Playing with Pythagorean Triplets!

It's known that a PPT has hypotenuse of length $m^2 + n^2$ and legs of length $2mn$ and $m^2 - n^2$ , where $m,n \in \mathbb Z$ of different parity with $gcd(m,n) =1$ .

Let $ABC$ be a PPT, and let $r$ be its inradius. Let $s= \frac12 (a+b+c)$ . (s = semiperimeter of $\Delta ABC$ ). On one hand, the area of $\Delta ABC$ ) is $\frac12(2mn)(m^2 - n^2) = mn(m^2 - n^2)$ ; on the other hand, the area is $rs$ .

Thus,

$r = \dfrac{mn(m^2-n^2)}{s} = \dfrac{mn(m^2-n^2)}{\frac12 (2mn + m^2 - n^2 + m^2 + n^2)}$ $= \dfrac{mn(m^2 - n^2)}{mn + m^2} = n(m-n)$

Searching for a pair of PPTs with minimal $r$ , we find that:

(i) If $r=1$ , then $n(m-n) = 1$ , which implies that $n=1, m=2$ . Therefore, we have only one PPT when $r=1$ .

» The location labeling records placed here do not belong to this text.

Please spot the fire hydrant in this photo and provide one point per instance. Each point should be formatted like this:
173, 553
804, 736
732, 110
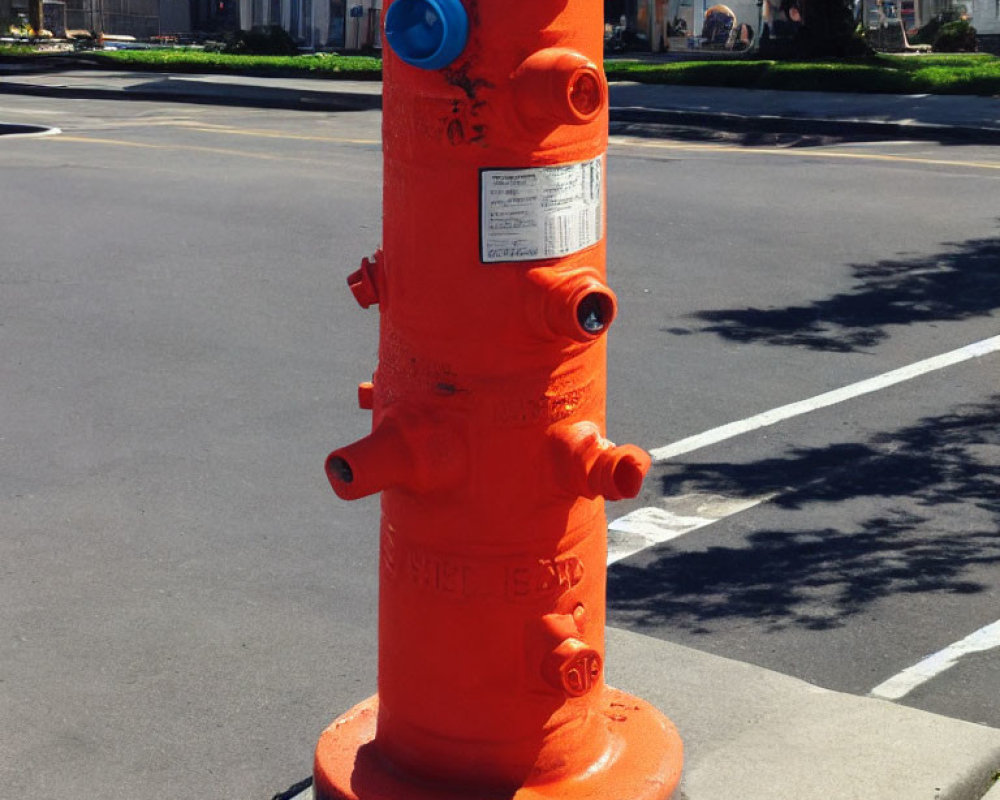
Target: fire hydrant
488, 424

(ii) If $r=2$ , then $n(m-n) = 2$ , which implies that $(m,n) = (3,1) \text{ or } (m,n) = (3,2)$ . Since 1 and 3 have the same parity, we again have only one PPT when $r=2$ .

(iii) If $r=3$ , then $n(m-n) = 3$ , which implies that $(m,n) = (=4,1) \text{ or } (m,n) = (4,3)$ . These lead to the required pair of PPTs.

Therefore the pair of PPTs having congruent incircles with minimal integer radius are the triangles with side lengths $(8,15,17)$ and the triangle with side lengths $(7,24,25)$ .

So $8+7+15+24+17+25=\boxed{96}$ .